There's an increase in hoof wall concussion...well duh, look at the video...the horse is landing on ONE WALL then the foot is smacking down onto the other wall. That is NOT how a hoof should be landing, so of course there's going to be tremendous concussion on the hoof wall. The foot is not trimmed properly. Incorrect trimming beneath a steel shoe WILL cause concussion rates to rise exponentially. 

Logically, there's more concussion with hard, immovable object against hard, immovable object. That's why we know it's not a good thing to run horses on hard surfaces...shoes or no shoes. The difference though being, with no shoe the frog gets to work properly...sometimes...because even then most times the feet are not trimmed correctly and the frog doesn't get to work even if the horse is barefoot. 



> He also found that "A shod foot moving on asphalt at a walk receives three times the impact force as an unshod foot moving on on asphalt at a trot."


Who cares? We don't work horses on asphalt, shod or barefoot. This type of statement is completely irrelevant and only shows the disconnect between scientist and horse management.



> "That metal shoes increase concussion / vibration is not in question, it is long proven and accepted - this is a main reason for the development of all manner of pads and even rubber shoes in an attempt to prevent increased concussion - indeed pads have been show to offer less concussion, but do not negate the other negative effects on the hoof"


What other negative effects?



> I don't mean to sound one sided if I do, I think there are multiple situations where shoes would be the smarter choice. I just don't see why it is assumed that horses need shoes. A horse should be evaluated first before shoes are deemed necessary, there is no need to put shoes on a horse unless it has benefits.


Who's assuming horses need shoes? Point them out. 

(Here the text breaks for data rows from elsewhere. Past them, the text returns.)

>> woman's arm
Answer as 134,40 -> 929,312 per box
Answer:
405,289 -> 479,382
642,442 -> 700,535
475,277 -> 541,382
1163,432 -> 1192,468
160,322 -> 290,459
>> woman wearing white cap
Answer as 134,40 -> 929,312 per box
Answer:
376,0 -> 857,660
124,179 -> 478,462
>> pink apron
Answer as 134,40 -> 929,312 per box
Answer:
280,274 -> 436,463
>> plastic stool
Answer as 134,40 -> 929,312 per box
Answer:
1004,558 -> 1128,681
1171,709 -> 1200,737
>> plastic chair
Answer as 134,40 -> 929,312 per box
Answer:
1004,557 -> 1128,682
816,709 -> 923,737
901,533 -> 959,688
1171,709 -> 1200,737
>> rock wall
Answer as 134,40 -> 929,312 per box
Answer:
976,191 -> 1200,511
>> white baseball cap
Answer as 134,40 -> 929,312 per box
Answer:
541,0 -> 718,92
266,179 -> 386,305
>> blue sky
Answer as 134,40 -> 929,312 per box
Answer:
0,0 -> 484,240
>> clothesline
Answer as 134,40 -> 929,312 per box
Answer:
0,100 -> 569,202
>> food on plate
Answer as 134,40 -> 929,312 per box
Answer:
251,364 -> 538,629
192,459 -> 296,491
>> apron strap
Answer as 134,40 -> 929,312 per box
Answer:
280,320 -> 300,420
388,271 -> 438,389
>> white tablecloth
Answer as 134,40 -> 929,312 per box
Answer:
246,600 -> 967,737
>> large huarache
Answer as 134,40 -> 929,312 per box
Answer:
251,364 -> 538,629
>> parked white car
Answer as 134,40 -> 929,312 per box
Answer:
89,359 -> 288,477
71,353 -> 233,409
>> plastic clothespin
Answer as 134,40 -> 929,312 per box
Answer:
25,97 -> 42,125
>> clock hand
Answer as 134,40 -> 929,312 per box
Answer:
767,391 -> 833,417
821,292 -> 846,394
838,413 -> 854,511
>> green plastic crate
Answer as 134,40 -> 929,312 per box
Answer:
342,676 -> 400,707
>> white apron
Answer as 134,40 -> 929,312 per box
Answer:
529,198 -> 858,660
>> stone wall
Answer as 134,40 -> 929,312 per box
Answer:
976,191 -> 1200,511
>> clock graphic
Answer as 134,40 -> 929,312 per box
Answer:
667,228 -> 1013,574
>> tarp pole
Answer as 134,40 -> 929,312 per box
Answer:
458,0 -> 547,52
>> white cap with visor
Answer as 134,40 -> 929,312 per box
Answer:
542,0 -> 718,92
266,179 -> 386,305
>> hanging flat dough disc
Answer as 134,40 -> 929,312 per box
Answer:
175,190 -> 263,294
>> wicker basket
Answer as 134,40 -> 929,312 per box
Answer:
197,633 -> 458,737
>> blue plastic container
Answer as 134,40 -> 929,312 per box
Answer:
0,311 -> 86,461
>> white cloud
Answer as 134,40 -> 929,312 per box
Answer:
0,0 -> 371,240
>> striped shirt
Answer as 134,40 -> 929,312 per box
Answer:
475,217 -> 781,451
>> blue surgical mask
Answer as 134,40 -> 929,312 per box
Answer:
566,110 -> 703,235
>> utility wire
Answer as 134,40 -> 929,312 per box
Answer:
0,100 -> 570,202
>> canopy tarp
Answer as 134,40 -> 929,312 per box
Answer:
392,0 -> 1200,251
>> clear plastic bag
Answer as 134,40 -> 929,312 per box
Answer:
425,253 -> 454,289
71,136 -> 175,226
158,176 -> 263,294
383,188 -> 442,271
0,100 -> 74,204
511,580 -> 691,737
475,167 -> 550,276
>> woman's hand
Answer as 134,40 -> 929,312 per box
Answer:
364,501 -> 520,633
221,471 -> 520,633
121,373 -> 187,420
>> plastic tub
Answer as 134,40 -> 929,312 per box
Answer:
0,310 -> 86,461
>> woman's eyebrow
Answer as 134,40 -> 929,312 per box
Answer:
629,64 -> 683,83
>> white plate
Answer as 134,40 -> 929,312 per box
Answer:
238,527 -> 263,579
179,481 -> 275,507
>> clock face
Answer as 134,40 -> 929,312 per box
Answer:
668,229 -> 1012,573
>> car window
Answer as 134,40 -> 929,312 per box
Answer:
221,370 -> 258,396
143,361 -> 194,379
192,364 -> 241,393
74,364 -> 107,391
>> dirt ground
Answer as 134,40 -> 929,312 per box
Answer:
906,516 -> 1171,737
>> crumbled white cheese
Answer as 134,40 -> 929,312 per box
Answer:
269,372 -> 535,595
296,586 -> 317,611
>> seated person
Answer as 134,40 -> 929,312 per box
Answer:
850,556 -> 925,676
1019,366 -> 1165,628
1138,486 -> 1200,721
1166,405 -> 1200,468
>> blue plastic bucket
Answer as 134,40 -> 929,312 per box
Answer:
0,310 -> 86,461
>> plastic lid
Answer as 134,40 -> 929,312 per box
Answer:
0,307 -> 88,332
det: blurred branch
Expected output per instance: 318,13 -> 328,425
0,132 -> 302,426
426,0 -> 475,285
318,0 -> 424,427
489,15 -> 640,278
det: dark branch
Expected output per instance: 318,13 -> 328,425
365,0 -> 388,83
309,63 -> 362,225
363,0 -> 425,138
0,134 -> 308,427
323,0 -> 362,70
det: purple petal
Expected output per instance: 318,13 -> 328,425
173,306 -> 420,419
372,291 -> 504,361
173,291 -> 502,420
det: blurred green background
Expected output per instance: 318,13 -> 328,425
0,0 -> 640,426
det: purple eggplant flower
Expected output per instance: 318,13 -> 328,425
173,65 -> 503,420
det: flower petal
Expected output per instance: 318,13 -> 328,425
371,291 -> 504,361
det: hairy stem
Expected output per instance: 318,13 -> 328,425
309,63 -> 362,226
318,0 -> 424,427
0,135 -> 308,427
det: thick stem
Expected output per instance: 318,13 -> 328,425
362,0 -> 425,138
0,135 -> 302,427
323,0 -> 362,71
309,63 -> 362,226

I've yet to come across one of these barefoot vs shod threads where the people in support of shoeing horses have ever said that. *

IN FACT, most of the time it's the barefoot people claiming that all horses can go barefoot, NOT people who shoe their horses saying all horses need shoes.*


----------



## Gillian

I don't think all horses can be barefoot. There are a LOT of factors that go into this. My horse is barefoot right now. He has good hooves, and is very sound. However, when he was doing 4' jumpers, although he still had good hooves and was sound, he wore shoes because at the time, he needed them. I don't think there's an absolute answer to this. It's going to vary by situation and by horse.


----------